Late filing of TDS return attracts fine from the Income Tax Department. This goes for returns as well as statements:

  1. Not submitting TDS returns

    As per Section 272A(2), the Income Tax Department can levy a  penalty of Rs. 100 each day for which the returns are not submitted. This is subject to a maximum of the total amount of TDS deduction.

  2. Failing to file returns on time

    As per Section 234E, the Income Tax Department can levy a penalty of Rs. 200 each day for which the returns are not filed. This is subject to a maximum of the total amount of TDS deduction.

  3. For faulty filing of TDS statement

    As per Section 271H, the Income Tax Department can levy a penalty of Rs. 10,000 to Rs 1 Lakh if the deductor falters at the time of filing TDS returns within the due date. 

  4. Filing incorrect details

    As per Section 271H, the Income Tax Department can levy a penalty of Rs 10,000 to Rs 1,00,000 for submitting false information with respect to challan particulars, PAN card, TDS amount, etc. 

  5. Non-payment of TDS amount

    As per Section 201A of the Income-tax Act, an interest in addition to the penalty can be levied in such a case. If a part of the tax amount or the whole tax amount is not deducted at source, an interest charge of 1.5% is levied every month from after the due date of the tax filing till the date on which the tax amount is actually deducted. 

Refunds of TDS

There is an option of claiming a TDS refund. This option is available on the website of the Income Tax Department. To avail of a refund, income tax returns must have been filed, and a TDS refund must be presented. On filing the income tax return, the TDS refund is automatically processed by the Income Tax Department. It could take as long as six months for the refund amount to reflect in the bank account. The status of the refund can be checked by logging into the e-filing website.

What is a TDS Certificate?

There are two types of TDS certificates available – Form 16 and Form 16A.

As per Section 203 of the Income Tax Act, the deductee is provided with a certificate that shows the tax amount that is subtracted. These two certificates are:

  1. For the Salaried Class

    For salaried employees, the employer is required to provide the deductee with Form 16. This form should mention the amount of tax that has been deducted in the form of TDS deduction.
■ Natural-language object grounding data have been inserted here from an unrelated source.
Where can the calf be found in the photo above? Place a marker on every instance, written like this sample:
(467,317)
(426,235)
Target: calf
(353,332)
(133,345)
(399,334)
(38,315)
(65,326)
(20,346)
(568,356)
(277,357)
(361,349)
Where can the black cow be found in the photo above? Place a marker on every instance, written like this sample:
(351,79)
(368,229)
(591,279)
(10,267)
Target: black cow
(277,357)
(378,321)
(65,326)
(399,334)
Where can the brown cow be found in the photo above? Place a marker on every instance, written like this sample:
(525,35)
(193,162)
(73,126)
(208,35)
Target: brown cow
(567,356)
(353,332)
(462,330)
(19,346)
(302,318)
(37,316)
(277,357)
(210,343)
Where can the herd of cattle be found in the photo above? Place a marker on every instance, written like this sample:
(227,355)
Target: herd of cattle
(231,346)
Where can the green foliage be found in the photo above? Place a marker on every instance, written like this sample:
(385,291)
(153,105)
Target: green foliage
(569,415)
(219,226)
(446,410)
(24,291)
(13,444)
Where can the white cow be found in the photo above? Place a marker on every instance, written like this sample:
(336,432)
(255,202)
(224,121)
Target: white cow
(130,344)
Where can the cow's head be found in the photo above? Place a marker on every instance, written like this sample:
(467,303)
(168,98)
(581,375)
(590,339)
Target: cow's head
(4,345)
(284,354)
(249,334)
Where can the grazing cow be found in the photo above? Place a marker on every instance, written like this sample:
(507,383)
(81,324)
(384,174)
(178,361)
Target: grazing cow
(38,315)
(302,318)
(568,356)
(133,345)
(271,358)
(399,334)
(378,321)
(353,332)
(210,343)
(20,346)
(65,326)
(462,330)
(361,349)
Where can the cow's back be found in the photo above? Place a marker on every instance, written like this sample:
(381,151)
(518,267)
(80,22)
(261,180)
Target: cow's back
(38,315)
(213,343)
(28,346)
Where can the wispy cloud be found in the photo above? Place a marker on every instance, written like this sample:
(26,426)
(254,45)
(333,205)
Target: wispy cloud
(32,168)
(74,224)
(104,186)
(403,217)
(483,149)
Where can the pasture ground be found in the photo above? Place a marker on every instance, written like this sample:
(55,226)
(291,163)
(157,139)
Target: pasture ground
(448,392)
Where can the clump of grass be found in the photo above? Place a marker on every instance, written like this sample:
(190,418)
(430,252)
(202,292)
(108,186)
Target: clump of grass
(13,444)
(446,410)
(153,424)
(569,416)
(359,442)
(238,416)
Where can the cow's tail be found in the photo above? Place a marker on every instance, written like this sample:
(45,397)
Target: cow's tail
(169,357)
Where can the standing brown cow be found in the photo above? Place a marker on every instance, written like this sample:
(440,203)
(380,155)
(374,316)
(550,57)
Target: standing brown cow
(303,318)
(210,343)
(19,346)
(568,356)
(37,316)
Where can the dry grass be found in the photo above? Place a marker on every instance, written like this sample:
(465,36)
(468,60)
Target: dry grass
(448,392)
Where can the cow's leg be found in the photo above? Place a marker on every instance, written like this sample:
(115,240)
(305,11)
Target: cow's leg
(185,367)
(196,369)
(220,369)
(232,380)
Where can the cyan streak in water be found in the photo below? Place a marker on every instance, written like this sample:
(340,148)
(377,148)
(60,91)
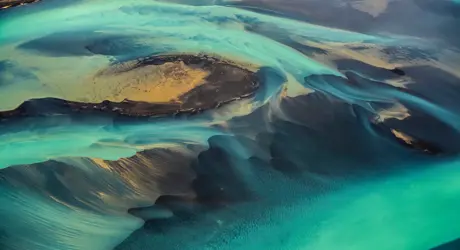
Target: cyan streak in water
(398,212)
(160,27)
(356,217)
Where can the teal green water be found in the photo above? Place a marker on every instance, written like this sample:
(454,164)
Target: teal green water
(414,208)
Form 16 contains details such as the deduction of tax, the computation of tax, payment of the TDS. It is the responsibility of the employer to issue Form 16 to their employees before May 31st of the following financial year so that they can fill it and avail tax exemptions on their incomes.

  2. For Non-salaried Class

    Another TDS certificate which the deductor has to provide to the deductee in Form 16A. It is for non-salaried class and contains details such as the deduction of tax, the computation of tax, payment of the TDS.
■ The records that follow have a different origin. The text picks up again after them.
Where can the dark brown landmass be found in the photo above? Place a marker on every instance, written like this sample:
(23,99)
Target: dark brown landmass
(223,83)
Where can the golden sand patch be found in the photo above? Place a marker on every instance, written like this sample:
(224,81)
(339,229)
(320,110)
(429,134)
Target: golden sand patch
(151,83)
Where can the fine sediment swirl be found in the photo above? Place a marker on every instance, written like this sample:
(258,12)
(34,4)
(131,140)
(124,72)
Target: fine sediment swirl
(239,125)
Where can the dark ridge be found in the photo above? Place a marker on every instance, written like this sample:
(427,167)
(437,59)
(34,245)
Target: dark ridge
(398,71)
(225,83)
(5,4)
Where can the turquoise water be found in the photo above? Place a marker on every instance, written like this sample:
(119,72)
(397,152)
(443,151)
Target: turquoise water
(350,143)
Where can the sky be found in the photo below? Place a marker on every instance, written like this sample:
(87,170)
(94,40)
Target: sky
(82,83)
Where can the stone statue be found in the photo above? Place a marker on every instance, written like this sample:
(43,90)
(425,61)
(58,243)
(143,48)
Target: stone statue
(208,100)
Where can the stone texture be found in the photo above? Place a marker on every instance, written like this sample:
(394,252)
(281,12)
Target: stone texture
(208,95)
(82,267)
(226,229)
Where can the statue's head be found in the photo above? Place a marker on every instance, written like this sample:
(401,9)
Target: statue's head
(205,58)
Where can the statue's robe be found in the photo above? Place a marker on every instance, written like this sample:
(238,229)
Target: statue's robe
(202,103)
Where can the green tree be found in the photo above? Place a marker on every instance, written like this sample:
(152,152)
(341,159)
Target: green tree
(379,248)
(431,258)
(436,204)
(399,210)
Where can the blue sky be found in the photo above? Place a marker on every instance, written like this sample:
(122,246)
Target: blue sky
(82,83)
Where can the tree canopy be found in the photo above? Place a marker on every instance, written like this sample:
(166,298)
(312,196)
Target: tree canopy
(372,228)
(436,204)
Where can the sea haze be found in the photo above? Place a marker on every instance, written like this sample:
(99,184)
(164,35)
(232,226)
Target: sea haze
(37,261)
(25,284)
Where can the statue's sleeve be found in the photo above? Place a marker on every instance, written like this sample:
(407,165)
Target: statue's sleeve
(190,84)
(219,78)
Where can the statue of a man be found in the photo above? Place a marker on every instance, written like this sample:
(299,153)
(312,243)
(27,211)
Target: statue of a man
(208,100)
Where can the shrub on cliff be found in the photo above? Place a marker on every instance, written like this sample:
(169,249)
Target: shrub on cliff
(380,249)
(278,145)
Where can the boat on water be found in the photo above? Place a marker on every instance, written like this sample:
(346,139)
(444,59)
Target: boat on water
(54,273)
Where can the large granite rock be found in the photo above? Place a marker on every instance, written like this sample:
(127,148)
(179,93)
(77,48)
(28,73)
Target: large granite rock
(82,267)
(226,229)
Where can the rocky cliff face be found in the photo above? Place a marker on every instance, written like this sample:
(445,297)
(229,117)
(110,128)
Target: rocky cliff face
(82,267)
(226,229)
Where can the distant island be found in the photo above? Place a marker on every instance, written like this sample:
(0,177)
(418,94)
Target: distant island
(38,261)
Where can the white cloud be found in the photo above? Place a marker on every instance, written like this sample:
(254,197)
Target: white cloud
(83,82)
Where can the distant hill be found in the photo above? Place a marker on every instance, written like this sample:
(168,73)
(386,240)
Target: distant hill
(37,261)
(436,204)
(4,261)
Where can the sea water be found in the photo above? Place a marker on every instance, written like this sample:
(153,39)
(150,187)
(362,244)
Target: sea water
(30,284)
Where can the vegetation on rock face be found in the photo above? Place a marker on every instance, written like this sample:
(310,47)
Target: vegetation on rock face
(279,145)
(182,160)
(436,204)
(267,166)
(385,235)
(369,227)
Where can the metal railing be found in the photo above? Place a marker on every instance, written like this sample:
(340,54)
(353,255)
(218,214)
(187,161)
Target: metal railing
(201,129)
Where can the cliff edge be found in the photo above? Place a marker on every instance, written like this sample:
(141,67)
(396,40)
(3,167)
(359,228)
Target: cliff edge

In which case(s) is TDS not Applicable?

There are a few cases in which TDS is not applicable:

  • Hindu Undivided Family: In case a person who makes the payment is from a Hindu Undivided Family, TDS is not applicable in this case
  • For an individual whose books do not require any audit, TDS is not applicable

P.S.- Hindu Undivided Families or individuals who make rent payments which are higher than Rs 50,000 every month, TDS must be deducted at the rate of 5% irrespective of the fact that the individual's books have to be audited or not. Persons with the liability of subtracting the TDS deduction at 5% do not have any requirement to apply for TAN.